I have always been someone who uses NGINX whenever I am setting up a Kubernetes cluster. It has always just been the quick and easy standup an NGINX ingress so I can start routing traffic. However, I recently had the chance to work with HAProxy as an ingress as we moved a client from HAProxy running on an EC2 to running HAProxy as a Kubernetes Ingress.
Deploying and working with it was exactly the same as working with NGINX Ingress. From cert-manager to deploying an Ingress it all worked happily and in harmony to allow things to operate correctly. Overall if I had not been the one to deploy the ingress controller you could have named it NGINX and I would not have known the difference.
This is something that I consider a win for Kubernetes.
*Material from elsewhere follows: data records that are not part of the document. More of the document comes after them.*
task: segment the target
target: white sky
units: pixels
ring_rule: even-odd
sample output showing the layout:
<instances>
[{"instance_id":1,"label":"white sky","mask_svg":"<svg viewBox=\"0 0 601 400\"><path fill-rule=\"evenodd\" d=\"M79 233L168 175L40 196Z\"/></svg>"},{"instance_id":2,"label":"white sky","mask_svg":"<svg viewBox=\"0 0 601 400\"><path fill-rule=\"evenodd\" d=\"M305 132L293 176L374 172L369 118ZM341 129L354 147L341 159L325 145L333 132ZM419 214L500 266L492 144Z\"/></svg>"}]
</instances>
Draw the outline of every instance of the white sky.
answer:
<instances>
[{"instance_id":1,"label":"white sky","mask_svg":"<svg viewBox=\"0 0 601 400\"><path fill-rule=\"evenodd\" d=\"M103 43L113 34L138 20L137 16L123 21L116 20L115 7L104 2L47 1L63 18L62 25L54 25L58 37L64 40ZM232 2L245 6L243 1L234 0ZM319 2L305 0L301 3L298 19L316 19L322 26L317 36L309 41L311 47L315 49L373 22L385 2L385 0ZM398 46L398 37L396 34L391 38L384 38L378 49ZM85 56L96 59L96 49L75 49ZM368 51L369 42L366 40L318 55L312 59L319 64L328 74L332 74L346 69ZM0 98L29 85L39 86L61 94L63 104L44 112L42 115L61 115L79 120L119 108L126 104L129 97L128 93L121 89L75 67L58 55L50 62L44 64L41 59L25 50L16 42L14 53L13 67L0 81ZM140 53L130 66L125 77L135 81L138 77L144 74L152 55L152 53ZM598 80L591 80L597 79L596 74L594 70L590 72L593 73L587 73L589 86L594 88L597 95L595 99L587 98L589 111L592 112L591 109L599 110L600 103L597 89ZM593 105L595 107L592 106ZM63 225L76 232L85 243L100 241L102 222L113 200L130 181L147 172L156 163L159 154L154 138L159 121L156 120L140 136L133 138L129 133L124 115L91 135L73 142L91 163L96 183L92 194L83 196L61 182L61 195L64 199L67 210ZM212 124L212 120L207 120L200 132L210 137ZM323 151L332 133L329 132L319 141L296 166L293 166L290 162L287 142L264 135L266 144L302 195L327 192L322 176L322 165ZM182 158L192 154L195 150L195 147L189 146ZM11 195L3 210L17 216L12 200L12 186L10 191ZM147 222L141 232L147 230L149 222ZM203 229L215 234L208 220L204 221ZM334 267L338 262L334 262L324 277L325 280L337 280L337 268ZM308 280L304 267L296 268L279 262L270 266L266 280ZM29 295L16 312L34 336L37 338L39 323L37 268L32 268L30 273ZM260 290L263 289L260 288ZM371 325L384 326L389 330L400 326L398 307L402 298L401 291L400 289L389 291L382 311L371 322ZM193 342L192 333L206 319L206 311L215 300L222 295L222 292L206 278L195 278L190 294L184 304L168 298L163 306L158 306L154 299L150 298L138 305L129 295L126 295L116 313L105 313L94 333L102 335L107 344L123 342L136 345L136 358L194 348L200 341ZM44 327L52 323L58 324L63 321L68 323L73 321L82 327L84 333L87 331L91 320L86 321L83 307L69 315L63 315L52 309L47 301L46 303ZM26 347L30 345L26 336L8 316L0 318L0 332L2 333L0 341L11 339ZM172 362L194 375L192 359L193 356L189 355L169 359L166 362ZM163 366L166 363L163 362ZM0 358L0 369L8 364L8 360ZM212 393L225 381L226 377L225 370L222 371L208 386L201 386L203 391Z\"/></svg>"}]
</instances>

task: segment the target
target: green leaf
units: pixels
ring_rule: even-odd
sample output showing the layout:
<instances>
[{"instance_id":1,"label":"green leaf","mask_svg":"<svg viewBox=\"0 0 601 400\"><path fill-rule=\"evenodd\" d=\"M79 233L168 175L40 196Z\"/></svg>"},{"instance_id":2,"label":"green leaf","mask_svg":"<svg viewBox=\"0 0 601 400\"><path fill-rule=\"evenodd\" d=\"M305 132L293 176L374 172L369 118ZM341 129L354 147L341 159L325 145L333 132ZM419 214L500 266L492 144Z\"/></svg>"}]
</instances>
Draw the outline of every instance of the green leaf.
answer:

This allowed me to do something that should be quickly and easily interchangeable and overall just make life a little easier.
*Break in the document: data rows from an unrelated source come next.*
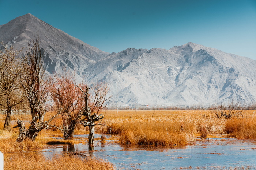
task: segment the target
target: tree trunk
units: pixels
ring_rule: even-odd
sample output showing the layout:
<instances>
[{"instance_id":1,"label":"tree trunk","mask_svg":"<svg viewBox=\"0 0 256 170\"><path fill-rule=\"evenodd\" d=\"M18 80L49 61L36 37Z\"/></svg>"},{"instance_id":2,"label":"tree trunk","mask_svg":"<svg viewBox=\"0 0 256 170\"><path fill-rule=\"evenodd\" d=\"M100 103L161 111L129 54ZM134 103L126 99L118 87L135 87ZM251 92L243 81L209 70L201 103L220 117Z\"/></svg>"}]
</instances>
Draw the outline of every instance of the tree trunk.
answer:
<instances>
[{"instance_id":1,"label":"tree trunk","mask_svg":"<svg viewBox=\"0 0 256 170\"><path fill-rule=\"evenodd\" d=\"M25 138L34 141L40 131L41 130L37 130L34 128L33 126L30 126L27 130Z\"/></svg>"},{"instance_id":2,"label":"tree trunk","mask_svg":"<svg viewBox=\"0 0 256 170\"><path fill-rule=\"evenodd\" d=\"M94 123L89 125L89 130L90 132L88 135L88 144L93 144L94 141Z\"/></svg>"},{"instance_id":3,"label":"tree trunk","mask_svg":"<svg viewBox=\"0 0 256 170\"><path fill-rule=\"evenodd\" d=\"M6 118L5 122L4 125L4 129L6 130L10 130L10 121L11 121L11 108L7 108L6 111Z\"/></svg>"},{"instance_id":4,"label":"tree trunk","mask_svg":"<svg viewBox=\"0 0 256 170\"><path fill-rule=\"evenodd\" d=\"M25 124L22 122L18 120L17 122L17 126L14 127L15 128L19 127L19 134L16 141L18 142L23 141L26 137L26 131L25 128Z\"/></svg>"},{"instance_id":5,"label":"tree trunk","mask_svg":"<svg viewBox=\"0 0 256 170\"><path fill-rule=\"evenodd\" d=\"M75 120L69 120L67 121L66 125L63 126L63 137L64 140L73 140L74 131L76 123Z\"/></svg>"}]
</instances>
To me the ability to rate limit requests are about the same for both. They have slightly different annotations but they both allow rate limiting for a specific amount of time. I do wish that the HAProxy version had a little more around setting up a challenge as I think that is the biggest feature that is missing from the Kubernetes Ingress version.
Internal Load Balancer
This is probably mostly due to human error, some Helm Chart issues, and some Flux issues. I wasn’t able to stand up a separate HAProxy ingress for internal. Overall this wasn’t a big deal since I could quickly throw NGINX in there for the short term. However, it seems that the Helm Chart may have some slight issues that I wasn’t able to work around.
Ultimately I will chalk this one up to user error more than anything. Between that and some stress of getting stuff working decisions had to be made.
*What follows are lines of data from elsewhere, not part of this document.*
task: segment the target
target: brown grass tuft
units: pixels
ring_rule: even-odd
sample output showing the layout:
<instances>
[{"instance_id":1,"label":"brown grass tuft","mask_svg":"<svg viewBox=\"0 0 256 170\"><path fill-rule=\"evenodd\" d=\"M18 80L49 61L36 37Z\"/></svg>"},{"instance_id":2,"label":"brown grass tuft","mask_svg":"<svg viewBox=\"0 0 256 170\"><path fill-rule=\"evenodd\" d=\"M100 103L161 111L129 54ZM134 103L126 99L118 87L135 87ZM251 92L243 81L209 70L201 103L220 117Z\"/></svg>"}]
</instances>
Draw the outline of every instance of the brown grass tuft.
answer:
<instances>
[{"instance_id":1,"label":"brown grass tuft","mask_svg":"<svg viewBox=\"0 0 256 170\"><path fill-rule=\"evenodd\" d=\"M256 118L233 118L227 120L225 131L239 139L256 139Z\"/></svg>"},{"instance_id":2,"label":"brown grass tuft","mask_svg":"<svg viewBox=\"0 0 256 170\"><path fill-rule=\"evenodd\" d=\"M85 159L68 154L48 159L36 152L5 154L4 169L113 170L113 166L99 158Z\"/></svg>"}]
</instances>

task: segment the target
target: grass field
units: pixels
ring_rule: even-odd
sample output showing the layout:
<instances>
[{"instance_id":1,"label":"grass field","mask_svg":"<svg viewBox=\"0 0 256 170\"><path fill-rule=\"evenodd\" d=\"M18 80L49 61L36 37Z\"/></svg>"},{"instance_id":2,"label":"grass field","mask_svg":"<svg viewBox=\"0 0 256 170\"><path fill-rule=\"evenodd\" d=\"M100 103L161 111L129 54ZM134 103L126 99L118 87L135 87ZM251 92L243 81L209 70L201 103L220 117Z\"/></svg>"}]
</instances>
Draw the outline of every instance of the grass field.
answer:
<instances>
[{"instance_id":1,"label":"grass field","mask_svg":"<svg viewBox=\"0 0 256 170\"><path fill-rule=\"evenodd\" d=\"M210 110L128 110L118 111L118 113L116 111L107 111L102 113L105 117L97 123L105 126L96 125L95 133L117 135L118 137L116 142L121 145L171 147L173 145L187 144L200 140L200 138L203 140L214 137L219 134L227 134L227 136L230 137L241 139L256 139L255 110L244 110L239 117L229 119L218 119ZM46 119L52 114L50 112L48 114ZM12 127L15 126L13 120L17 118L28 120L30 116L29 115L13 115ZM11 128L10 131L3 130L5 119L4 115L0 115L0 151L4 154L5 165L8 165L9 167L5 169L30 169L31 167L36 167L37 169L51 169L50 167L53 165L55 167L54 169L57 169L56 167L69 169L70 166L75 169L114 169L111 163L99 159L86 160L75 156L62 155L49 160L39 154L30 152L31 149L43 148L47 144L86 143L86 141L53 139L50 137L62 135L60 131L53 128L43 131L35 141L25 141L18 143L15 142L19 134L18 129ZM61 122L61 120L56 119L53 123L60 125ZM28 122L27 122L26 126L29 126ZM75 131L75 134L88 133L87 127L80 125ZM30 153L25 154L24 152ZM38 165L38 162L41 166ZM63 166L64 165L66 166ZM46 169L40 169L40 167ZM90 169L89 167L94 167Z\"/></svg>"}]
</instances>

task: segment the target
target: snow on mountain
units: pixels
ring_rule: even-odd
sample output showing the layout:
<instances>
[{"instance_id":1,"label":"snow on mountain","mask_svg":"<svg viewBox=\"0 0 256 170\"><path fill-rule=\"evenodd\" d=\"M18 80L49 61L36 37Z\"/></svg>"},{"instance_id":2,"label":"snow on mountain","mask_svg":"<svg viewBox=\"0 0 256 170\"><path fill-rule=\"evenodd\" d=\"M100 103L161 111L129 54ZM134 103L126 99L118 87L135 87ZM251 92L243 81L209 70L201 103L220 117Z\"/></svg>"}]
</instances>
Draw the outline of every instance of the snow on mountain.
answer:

Overall the Let’s Encrypt Certificate Manager works exactly the same for NGINX and HAProxy. The main benefit that I will give the Kubernetes Ingress HAProxy is that it better handles the formatting of Let’s Encrypt. Running it on the EC2 machine there was always the manual process of rotating a certificate and then having to format it very specifically so that HAProxy would read it.
Really nothing major to report here. Overall they are both Ingress options for Kubernetes that provide just that, Ingress. I don’t know that one is better or worse than the other and I think it truly just comes down to a matter of preference. I will report back as we start to do some more metric monitoring to see if there are any major differences there.